A search of his address revealed a diary with mention of money laundering and used train tickets from previous visits to London to collect cash.

Further enquiries conducted on the number he used to text the police revealed the extent of his involvement in the criminal conspiracy.

As the investigation developed, evidence revealed that a second University of Manchester student, Hong Qian Wang, performed the role of the banker in the scheme.

She pleaded guilty to money laundering at Manchester Crown Court on 11 March 2021 and was sentenced to two years in prison.

Dong was sentenced to 18 months imprisonment, suspended for two years, on 28 July this year.

Speaking after sentencing, Detective Inspector Granville Sellers, from British Transport Police, said: “This was a complex and painstaking investigation which uncovered a sophisticated criminal operation involving large scale money laundering and deception.
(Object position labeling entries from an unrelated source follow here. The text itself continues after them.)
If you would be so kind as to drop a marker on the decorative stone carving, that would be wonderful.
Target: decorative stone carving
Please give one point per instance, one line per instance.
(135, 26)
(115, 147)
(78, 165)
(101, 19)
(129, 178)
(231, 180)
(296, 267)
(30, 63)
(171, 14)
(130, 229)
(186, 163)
“The sum of money involved is simply staggering, but it’s very satisfying to know that over £250,000 of this will now be used as police funds – allowing us further investment in keeping the travelling public safe.”

He added “Money laundering is not a victimless crime, the cash involved often originates from criminal activity such as drug dealing and exploitation.

“We will always take these reports seriously and work tirelessly to bring offenders before the courts.”